Celtic Salt Baked Salmon Recipe
Introduction
Baked salmon is a delicious and nutritious dish that pairs well with a variety of fresh and flavorful ingredients. This recipe uses Celtic salt, lime leaf, black garlic, and black pepper to season the salmon, creating a unique and tasty profile. Accompanied by a light tzatziki-zucchini salad, this meal is perfect for a healthy dinner.
Ingredients
For the Baked Salmon:
- 4 salmon fillets
- 1 tablespoon olive oil
- 2 cloves black garlic, minced
- 4 lime leaves, thinly sliced
- 1 teaspoon freshly cracked black pepper
- 1 teaspoon Celtic salt
For the Light Tzatziki-Zucchini Salad:
- 1 cup Greek yogurt
- 1 medium zucchini, grated
- 1 tablespoon olive oil
- 1 tablespoon lemon juice
- 1 clove garlic, minced
- 1 tablespoon fresh dill, chopped
- Salt and pepper to taste
Instructions
Baked Salmon:
- Prepare the Marinade:
- In a small bowl, combine olive oil, minced black garlic, sliced lime leaves, black pepper, and Celtic salt.
- Marinate the Salmon:
- Rub the marinade over the salmon fillets. Cover and let marinate in the refrigerator for at least 30 minutes.
- Bake the Salmon:
- Preheat the oven to 375°F (190°C). Place the salmon fillets on a baking sheet lined with parchment paper.

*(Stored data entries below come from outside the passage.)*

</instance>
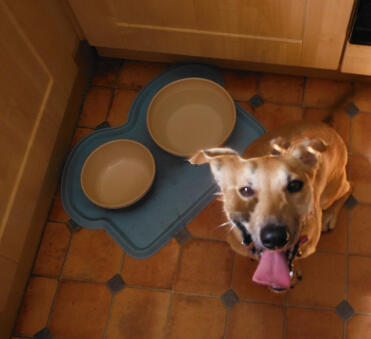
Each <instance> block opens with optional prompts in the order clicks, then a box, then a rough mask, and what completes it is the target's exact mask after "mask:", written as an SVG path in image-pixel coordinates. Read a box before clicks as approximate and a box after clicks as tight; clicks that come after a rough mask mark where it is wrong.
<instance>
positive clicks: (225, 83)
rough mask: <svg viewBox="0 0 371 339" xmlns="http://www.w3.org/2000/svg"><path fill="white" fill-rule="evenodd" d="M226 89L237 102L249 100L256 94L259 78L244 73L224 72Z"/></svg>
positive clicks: (225, 87)
mask: <svg viewBox="0 0 371 339" xmlns="http://www.w3.org/2000/svg"><path fill="white" fill-rule="evenodd" d="M222 75H223V78H224V84H225V89H226V90H227V91H228V92H229V94H230V95H231V96H232V97H233V99H235V100H244V101H247V100H249V99H250V98H251V97H252V96H253V95H254V94H256V90H257V84H258V77H257V75H256V74H254V73H249V72H244V71H229V70H224V71H222Z"/></svg>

- Bake for 15-20 minutes, or until the salmon is cooked through and flakes easily with a fork.
Light Tzatziki-Zucchini Salad:
- Prepare the Zucchini:
- Grate the zucchini and place it in a colander. Sprinkle with a pinch of salt and let it sit for 10 minutes to draw out excess moisture. Squeeze out any remaining water.
- Make the Tzatziki:
- In a medium bowl, combine Greek yogurt, grated zucchini, olive oil, lemon juice, minced garlic, and fresh dill. Mix well and season with salt and pepper to taste.
- Chill:
- Refrigerate the tzatziki-zucchini salad for at least 30 minutes before serving.
Serving
- Plate the Dish:
- Place a baked salmon fillet on each plate. Add a generous scoop of tzatziki-zucchini salad on the side.
- Garnish:
- Garnish with additional fresh dill or lime slices if desired.
Benefits
- Salmon: Rich in omega-3 fatty acids, protein, and essential nutrients.
- Black Garlic: High in antioxidants and offers a milder, sweeter flavor compared to fresh garlic.

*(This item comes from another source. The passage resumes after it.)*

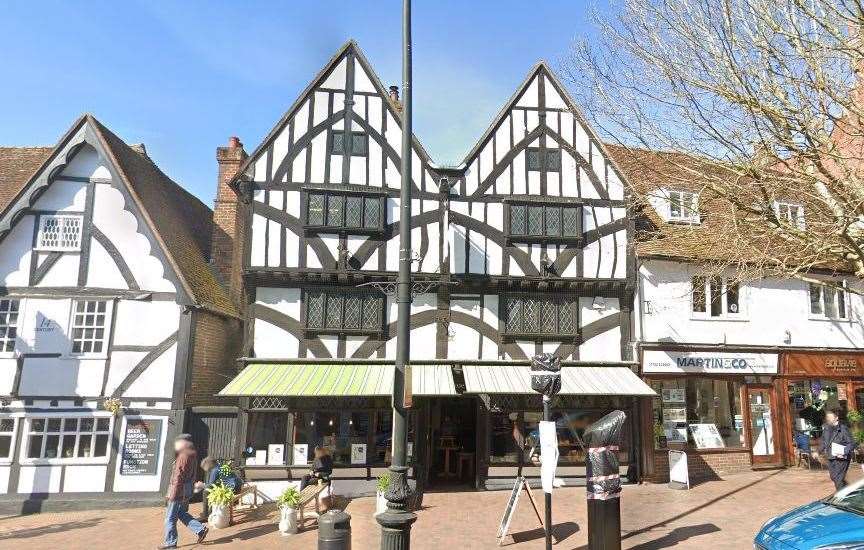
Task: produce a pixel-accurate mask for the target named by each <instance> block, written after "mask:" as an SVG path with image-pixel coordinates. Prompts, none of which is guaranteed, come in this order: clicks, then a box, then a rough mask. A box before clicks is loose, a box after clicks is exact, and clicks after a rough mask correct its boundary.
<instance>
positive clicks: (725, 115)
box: [564, 0, 864, 281]
mask: <svg viewBox="0 0 864 550" xmlns="http://www.w3.org/2000/svg"><path fill="white" fill-rule="evenodd" d="M595 20H596V23H597V25H598V26H599V29H600V33H599V36H600V38H599V39H596V38H594V39H592V40H582V41H578V42H577V43H576V44H575V45H574V47H573V49H572V52H571V53H572V55H570V56H568V59H567V60H566V62H565V64H564V65H565V67H564V72H565V76H566V77H567V78H568V79H569V81H570V84H571V87H572V89H573V91H574V93H575V94H576V95H577V98H578V99H579V101H580V103H581V104H582V108H583V110H584V111H585V113H584V114H585V115H587V116H588V117H589V121H590V122H591V123H592V124H594V126H595V127H596V128H599V129H600V131H601V133H602V134H604V136H605V138H606V139H607V141H609V142H611V143H612V144H613V145H612V147H611V148H610V149H614V151H615V153H614V156H615V157H616V159H617V160H618V161H619V163H620V164H621V165H622V167H623V168H624V171H625V173H628V175H630V176H631V177H630V179H631V180H633V183H634V187H635V194H636V199H637V200H640V199H641V200H642V201H644V202H646V203H648V202H652V199H653V197H652V196H651V194H652V193H655V192H657V190H658V189H660V188H684V189H690V190H695V191H698V193H699V197H700V199H699V205H698V208H699V211H700V213H701V214H702V216H703V217H704V218H706V219H704V220H703V221H704V222H705V223H703V224H700V225H699V226H692V227H690V226H668V227H666V228H665V229H663V230H660V231H657V232H655V233H654V235H653V238H662V239H666V240H665V241H664V243H665V244H669V243H673V242H674V241H675V240H676V239H677V240H680V246H681V247H682V250H683V249H685V248H686V249H687V250H689V251H690V253H691V255H692V256H693V258H695V259H701V260H703V261H704V262H705V263H710V264H712V266H713V267H712V269H727V270H728V269H729V268H730V267H733V266H734V267H735V269H736V270H737V271H738V272H740V273H742V274H745V275H742V276H746V277H766V276H791V277H797V278H801V279H805V280H811V281H813V280H818V279H817V278H814V277H813V275H812V274H813V273H814V272H818V271H819V270H829V271H830V270H836V271H838V272H843V273H848V274H854V276H855V277H857V278H859V279H864V225H862V224H864V186H862V177H864V162H862V160H864V159H862V156H864V126H862V116H864V112H862V111H864V89H860V88H859V84H860V82H859V80H860V79H859V77H860V76H862V75H860V74H859V72H860V71H861V70H862V69H864V65H862V59H864V44H862V40H860V39H859V29H861V28H862V23H864V5H862V3H861V2H860V1H854V0H623V3H622V4H613V6H612V7H611V9H609V10H607V11H605V12H603V13H599V12H598V13H595ZM667 199H668V197H667ZM784 205H785V206H784ZM788 205H793V208H792V209H791V210H790V208H789V206H788ZM795 206H800V207H803V208H802V209H800V210H799V209H796V208H794V207H795ZM709 229H710V230H709Z"/></svg>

- Zucchini: Low in calories and high in vitamins, minerals, and antioxidants.
- Greek Yogurt: Provides protein, probiotics, and calcium.
Tips
- Ripeness: Use fresh ingredients for the best flavor and nutritional value.
- Customization: Feel free to adjust the seasonings and toppings to suit your taste preferences.
Enjoy this flavorful and healthy baked salmon dish with a refreshing tzatziki-zucchini salad for a nutritious and satisfying meal!